An der Technischen Universität (TU) Wien wurde erst vor kurzem eine eigene Position für eine "Forschungsethik Koordinatorin" geschaffen und die TU Graz hat eine Arbeitsgruppe Wissenschaft, Technik und Gesellschaft installiert (siehe "Ethik ist nichts, was von oben bestimmt werden soll"), um nur zwei weitere Beispiele zu nennen.
Plädoyer für breit aufgestellte Ethikkommission
Eine österreichische Kommission, die auch über die Grenzen der Bioethik hinaus tätig ist, findet sich unter den Vorhaben der Bundesregierung. Hengstschläger, selbst stellvertretender Vorsitzender der Bioethikkommission und einer der Ideengeber für den breiteren Vorstoß, plädiert dafür, hier "auf die bereits bestehenden Strukturen aufzubauen". Der Fokus müsse "nur erweitert werden um viele Bereiche, die alleine mit Bioethik im eigentlichen Sinn nicht ausreichend abgedeckt werden können und sich aus der digitalen Transformation ergeben".

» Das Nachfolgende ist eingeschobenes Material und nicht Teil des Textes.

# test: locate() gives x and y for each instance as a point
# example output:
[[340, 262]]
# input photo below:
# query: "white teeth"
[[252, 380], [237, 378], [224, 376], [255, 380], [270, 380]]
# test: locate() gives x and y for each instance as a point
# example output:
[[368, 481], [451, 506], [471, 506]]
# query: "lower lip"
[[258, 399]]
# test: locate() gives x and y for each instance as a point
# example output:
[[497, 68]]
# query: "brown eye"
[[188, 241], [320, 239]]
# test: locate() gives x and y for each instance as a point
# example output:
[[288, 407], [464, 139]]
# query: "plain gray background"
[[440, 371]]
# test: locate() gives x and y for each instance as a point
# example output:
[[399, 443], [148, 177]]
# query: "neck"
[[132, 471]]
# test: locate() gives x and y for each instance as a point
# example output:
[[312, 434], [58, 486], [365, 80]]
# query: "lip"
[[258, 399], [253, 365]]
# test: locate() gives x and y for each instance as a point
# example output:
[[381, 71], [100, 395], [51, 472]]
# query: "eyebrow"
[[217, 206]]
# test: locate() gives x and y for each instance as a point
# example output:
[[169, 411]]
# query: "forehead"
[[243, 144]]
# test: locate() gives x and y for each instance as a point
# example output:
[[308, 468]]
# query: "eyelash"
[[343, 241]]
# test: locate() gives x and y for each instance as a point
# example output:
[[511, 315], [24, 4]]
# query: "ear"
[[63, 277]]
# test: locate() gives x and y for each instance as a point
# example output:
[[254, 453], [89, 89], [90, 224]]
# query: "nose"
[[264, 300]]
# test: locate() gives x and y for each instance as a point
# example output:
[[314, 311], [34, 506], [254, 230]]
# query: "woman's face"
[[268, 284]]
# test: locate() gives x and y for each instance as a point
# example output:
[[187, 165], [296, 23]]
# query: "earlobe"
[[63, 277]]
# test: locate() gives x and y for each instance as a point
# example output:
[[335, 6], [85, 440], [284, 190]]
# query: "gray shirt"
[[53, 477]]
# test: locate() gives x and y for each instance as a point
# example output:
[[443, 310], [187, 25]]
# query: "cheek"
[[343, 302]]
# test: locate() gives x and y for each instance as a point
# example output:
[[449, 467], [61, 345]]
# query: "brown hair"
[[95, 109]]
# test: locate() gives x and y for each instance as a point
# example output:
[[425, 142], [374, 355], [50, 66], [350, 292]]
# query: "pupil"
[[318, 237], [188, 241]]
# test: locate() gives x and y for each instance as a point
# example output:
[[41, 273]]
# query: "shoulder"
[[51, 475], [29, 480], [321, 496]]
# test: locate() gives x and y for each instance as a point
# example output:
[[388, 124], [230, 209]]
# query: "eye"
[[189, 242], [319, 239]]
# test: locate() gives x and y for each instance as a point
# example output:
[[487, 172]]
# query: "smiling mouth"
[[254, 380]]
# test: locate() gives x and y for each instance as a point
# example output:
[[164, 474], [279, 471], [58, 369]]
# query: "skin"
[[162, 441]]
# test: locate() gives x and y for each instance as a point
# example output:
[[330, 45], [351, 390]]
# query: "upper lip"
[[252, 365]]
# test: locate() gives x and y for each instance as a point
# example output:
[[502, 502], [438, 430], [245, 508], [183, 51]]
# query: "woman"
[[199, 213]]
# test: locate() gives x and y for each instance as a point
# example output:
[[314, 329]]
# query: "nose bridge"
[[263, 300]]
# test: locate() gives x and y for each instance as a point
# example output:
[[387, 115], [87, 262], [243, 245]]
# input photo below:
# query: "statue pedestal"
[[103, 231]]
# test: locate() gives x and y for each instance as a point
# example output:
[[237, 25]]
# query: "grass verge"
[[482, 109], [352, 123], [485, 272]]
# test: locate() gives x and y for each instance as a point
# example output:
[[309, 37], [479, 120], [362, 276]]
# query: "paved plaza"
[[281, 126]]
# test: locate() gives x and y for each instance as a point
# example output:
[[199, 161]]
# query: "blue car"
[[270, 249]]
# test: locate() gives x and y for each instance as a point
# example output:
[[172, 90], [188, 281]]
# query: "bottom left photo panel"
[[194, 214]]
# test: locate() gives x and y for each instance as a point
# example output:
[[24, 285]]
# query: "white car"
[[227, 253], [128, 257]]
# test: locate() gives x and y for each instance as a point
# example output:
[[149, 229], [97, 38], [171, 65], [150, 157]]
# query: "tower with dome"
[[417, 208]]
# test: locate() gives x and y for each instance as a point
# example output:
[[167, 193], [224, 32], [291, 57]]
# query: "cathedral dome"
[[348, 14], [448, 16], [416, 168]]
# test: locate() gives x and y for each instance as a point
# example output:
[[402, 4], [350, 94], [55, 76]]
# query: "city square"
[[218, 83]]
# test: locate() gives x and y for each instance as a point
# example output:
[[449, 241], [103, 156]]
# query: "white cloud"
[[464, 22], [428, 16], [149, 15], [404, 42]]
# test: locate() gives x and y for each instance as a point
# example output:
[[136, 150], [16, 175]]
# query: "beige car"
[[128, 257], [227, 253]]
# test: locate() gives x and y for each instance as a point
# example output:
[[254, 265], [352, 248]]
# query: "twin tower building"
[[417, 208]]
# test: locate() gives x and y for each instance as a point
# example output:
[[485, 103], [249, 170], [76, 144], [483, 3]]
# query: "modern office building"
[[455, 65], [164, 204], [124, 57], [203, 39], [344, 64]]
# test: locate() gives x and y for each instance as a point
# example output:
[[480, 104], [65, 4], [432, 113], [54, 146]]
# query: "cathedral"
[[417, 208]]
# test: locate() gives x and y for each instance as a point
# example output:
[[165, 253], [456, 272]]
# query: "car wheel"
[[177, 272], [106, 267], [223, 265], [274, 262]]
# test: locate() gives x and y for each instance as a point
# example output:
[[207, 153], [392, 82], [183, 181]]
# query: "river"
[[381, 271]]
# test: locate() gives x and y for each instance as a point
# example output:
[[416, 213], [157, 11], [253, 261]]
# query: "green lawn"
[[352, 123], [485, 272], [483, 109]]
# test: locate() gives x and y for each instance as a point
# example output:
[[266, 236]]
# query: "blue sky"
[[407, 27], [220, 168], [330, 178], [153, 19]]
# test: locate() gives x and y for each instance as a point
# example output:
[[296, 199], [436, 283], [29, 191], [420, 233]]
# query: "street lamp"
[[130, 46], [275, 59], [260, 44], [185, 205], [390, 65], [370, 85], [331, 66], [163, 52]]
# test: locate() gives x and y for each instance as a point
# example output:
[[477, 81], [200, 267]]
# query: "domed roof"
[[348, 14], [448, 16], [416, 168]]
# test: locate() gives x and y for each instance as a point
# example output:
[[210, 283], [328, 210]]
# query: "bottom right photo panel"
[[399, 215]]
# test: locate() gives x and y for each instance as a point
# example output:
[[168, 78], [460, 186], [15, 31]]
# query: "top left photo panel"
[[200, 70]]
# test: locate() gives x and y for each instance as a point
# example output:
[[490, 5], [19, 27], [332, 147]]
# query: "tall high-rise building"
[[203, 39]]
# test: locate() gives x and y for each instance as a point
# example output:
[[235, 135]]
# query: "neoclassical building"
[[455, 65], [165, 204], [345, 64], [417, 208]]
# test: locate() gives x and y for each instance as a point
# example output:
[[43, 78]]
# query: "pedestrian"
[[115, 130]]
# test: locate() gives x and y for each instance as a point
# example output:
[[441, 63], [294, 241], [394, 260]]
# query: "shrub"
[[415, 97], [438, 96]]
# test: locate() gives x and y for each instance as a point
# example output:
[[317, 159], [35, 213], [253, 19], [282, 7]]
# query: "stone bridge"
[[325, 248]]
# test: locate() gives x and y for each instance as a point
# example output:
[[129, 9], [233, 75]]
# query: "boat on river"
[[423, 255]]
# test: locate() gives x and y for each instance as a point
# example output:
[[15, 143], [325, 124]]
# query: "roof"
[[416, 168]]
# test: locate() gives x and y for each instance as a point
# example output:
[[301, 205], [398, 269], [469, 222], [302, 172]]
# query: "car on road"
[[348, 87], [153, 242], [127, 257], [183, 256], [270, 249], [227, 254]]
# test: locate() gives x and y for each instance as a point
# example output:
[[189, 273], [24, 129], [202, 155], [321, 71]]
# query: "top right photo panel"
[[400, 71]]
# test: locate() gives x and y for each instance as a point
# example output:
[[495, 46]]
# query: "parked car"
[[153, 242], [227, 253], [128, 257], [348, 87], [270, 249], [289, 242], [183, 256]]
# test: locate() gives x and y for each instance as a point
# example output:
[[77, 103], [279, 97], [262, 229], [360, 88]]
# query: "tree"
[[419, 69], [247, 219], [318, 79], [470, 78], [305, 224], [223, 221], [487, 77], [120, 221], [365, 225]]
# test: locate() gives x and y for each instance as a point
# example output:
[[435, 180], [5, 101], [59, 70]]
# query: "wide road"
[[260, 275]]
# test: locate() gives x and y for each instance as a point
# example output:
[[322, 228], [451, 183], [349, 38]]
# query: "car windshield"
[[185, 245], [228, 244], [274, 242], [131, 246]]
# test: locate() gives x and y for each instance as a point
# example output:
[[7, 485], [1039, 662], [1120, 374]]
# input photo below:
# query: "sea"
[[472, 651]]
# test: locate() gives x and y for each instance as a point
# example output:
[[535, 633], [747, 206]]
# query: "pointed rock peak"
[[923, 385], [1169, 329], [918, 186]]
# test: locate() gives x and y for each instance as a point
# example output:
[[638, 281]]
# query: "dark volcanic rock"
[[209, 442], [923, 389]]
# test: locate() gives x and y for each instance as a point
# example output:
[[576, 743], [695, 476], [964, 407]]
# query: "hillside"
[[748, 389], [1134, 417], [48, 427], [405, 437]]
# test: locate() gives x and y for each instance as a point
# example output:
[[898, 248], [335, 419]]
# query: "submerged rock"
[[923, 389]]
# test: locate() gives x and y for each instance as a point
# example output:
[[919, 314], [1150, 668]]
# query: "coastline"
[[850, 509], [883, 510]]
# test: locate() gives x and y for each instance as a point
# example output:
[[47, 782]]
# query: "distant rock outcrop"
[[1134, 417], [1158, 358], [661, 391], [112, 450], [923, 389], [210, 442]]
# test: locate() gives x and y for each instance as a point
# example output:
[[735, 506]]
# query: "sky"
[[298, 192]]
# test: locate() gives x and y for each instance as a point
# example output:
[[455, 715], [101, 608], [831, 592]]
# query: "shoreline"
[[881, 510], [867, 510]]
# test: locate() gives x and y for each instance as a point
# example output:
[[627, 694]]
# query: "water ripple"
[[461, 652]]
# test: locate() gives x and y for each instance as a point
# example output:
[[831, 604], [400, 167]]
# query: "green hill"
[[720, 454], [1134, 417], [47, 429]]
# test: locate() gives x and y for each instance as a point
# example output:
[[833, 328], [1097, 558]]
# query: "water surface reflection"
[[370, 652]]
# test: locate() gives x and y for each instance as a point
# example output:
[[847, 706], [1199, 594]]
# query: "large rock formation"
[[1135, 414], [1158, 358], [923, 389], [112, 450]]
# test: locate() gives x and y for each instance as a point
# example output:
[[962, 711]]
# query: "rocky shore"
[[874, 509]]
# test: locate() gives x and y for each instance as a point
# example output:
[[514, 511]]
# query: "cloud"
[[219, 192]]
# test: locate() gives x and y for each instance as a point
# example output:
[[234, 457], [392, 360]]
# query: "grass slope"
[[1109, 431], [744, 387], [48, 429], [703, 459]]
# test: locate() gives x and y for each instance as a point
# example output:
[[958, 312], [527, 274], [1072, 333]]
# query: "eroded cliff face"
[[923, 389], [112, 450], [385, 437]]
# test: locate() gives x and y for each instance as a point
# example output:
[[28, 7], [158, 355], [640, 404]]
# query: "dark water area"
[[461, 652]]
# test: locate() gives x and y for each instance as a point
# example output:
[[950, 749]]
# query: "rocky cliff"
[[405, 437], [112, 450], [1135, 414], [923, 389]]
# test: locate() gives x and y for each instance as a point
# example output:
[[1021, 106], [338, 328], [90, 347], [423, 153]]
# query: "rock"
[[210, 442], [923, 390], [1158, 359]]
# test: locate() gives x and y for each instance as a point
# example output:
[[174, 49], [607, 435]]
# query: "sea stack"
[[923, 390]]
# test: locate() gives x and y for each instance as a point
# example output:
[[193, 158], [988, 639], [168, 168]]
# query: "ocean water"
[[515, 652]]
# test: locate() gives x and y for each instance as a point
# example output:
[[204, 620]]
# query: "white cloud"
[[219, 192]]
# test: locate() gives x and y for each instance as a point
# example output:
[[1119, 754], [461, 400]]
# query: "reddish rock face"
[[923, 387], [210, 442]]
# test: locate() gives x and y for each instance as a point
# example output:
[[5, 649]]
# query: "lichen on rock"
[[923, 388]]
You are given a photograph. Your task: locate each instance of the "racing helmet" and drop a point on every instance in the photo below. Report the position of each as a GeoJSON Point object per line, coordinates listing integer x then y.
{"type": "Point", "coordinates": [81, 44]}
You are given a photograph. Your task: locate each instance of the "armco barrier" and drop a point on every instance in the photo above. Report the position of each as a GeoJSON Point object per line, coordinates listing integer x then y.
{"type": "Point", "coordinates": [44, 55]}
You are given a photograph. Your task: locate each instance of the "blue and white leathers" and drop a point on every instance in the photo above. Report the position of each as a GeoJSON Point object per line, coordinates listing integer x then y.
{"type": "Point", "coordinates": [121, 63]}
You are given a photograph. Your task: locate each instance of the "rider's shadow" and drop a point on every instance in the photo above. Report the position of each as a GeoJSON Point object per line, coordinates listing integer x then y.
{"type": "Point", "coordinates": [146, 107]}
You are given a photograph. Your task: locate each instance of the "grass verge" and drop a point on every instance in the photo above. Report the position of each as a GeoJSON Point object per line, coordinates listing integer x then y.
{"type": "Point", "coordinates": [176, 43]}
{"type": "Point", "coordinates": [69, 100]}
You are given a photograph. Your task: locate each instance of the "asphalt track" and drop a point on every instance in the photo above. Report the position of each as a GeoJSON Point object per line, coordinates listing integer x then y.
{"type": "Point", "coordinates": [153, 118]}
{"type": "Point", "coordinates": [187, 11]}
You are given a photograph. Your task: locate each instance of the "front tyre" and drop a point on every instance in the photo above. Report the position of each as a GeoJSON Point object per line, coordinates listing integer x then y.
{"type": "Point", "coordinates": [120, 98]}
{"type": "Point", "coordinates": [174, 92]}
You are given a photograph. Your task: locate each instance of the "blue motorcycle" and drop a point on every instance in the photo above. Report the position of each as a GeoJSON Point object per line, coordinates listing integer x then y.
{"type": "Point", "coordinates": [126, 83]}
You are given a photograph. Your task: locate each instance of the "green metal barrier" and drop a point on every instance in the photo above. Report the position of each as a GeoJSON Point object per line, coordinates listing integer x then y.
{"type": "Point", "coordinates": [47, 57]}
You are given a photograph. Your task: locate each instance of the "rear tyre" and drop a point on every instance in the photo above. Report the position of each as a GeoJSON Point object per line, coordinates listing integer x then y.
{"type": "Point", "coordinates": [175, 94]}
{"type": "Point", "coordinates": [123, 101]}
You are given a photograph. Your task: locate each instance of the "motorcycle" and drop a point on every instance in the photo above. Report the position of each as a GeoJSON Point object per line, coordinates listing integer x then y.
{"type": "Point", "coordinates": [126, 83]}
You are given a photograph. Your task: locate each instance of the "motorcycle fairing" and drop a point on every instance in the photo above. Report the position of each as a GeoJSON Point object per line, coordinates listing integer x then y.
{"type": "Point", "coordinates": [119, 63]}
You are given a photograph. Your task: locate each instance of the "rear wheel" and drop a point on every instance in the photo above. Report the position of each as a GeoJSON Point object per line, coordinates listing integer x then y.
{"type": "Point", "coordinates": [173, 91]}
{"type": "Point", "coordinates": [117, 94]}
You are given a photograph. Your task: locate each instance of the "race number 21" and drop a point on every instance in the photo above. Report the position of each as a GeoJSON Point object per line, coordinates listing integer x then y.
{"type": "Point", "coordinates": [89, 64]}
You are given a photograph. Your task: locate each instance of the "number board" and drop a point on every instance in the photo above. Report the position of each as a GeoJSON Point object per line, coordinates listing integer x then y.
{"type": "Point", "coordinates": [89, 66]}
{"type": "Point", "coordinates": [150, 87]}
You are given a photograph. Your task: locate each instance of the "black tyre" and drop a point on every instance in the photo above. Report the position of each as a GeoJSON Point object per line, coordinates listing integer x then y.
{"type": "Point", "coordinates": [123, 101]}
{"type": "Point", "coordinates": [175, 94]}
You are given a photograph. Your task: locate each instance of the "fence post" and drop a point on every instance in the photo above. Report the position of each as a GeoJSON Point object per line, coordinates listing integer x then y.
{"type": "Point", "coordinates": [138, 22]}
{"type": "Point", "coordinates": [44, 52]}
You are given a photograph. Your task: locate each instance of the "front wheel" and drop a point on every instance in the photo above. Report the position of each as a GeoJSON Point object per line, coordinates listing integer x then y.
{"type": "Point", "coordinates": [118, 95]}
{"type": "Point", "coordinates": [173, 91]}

Dazu zählt der Wissenschafter etwa Datenschutz- und Haftungsfragen ("Wem gehören welche Daten, wer darf sie sammeln oder für Predictive Analytics verwenden?"), sämtliche Anwendungsbereiche von künstlicher Intelligenz - etwa auch Bereich der medizinischen Genetik und Präzisionsmedizin, bis hin zu "Robotik, autonomes Fahren, Smart Cities, Fake News, Bots, Cybercrime, Cybermobbing, journalistisch-ethische Grundregeln für das Internet, digitale Betriebsstätten, Netzwerkdurchsetzungsgesetze, damit verbundene Allokationsfragen und vieles, vieles mehr".
Dafür bräuchte es zusätzliche Experten, die in den entsprechenden Gebieten tätig sind. Überdies wünscht sich Hengstschläger "eine konkrete Ansprechperson in der Politik" für den erweiterten Ethikrat, die dafür Sorge trägt, "dass die Ergebnisse und Empfehlungen schnell und direkt auch in den politischen Diskurs im Parlament kommen".